First, the omicron variant of COVID-19 — publicly reported after the Nov. 12-21 NABE survey — impedes efforts to fine-tune business forecasting, according to Yelena Shulyatyeva, senior U.S. economist at Bloomberg and chair of the NABE survey.
“The biggest uncertainty, the biggest elephant in the room — and [Federal Reserve Chair Jerome] Powell keeps referring to that as well — is the virus,” Shulyatyeva said Monday during a NABE webcast. The success or failure of curbing omicron “will absolutely define what happens to GDP growth and inflation going forward.”
Also, in a sign of cross currents in the labor market, the unemployment rate last month fell to 4.2% from 4.6% as nearly 600,000 workers joined the labor force, the Labor Department said Friday, citing its household survey. At the same time, the economy added only 210,000 jobs, much less than the 546,000 in October and the smallest monthly gain in 2021, according to a Labor Department survey of employers.
Meanwhile, Powell and other central bank policymakers — while citing increasing and persistent inflation — have recently said they want to consider speeding up the withdrawal of monetary stimulus at their next scheduled meeting on Dec. 14-15. The Fed in November started trimming by $15 billion its $120 billion in monthly bond purchases.
“Almost all forecasters do expect that inflation will be coming down meaningfully in the second half of next year," Powell said Tuesday in testimony to the Senate Banking Committee.
“The point is we can’t act as though we’re sure of that,” he said, adding that the Fed will “continue to adapt” monetary policy and no longer refer to inflation as “transitory.”

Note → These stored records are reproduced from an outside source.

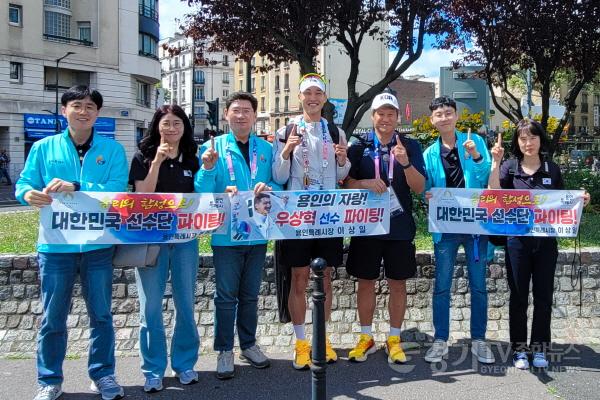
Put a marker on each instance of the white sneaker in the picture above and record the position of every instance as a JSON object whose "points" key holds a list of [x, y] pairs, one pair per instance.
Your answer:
{"points": [[482, 351], [108, 388], [539, 360], [153, 385], [48, 392], [225, 365], [520, 360], [255, 357], [437, 351], [187, 377]]}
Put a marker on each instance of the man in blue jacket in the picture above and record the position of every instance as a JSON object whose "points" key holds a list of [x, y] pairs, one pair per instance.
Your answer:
{"points": [[230, 163], [77, 159], [457, 160]]}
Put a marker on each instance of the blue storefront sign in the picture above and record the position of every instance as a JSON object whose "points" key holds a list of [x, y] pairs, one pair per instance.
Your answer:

The consumer price index in October rose at a 6.2% annual rate — the biggest jump in three decades, according to the Labor Department.
The Fed’s preferred measure of price gains — the core personal consumption expenditures price index (PCE) — increased 4.1% in October compared with the prior year.
The panel of NABE forecasters believe core PCE will fall to a year-over-year rate of 2.6% during the fourth quarter of 2022. Seventy-one percent of survey respondents predict core PCE will not decline to 2% or below until the second half of 2023 at the earliest.
Inflation will gradually slow as supply chain bottlenecks unclog, Fed accommodation declines and the production of both energy and semiconductors increase, according to the NABE survey.
Forty-three percent of the NABE forecasters expect disruptions to supply chains will wane during the second quarter of 2022, while 37% say such progress is either underway or will begin during the first three months of next year.
“While we will see some supply constraints easing — and that easing the pressure on inflation in the short term — panelists think that wages will continue to push inflation higher over the longer run,” Shulyatyeva said.
NABE forecasters moved forward their prediction for the Fed’s first increase in the main interest rate. Their median projection for the benchmark rate at the end of next year rose to 0.375% from 0.125% in September, with 38% expecting two or more 0.25-percentage-point increases by the end of 2022.
Hourly non-farm business compensation will probably increase 3.8% in 2021 and 2022, according to the NABE survey, and 58% of forecasters expect the economy will achieve full employment by the end of next year.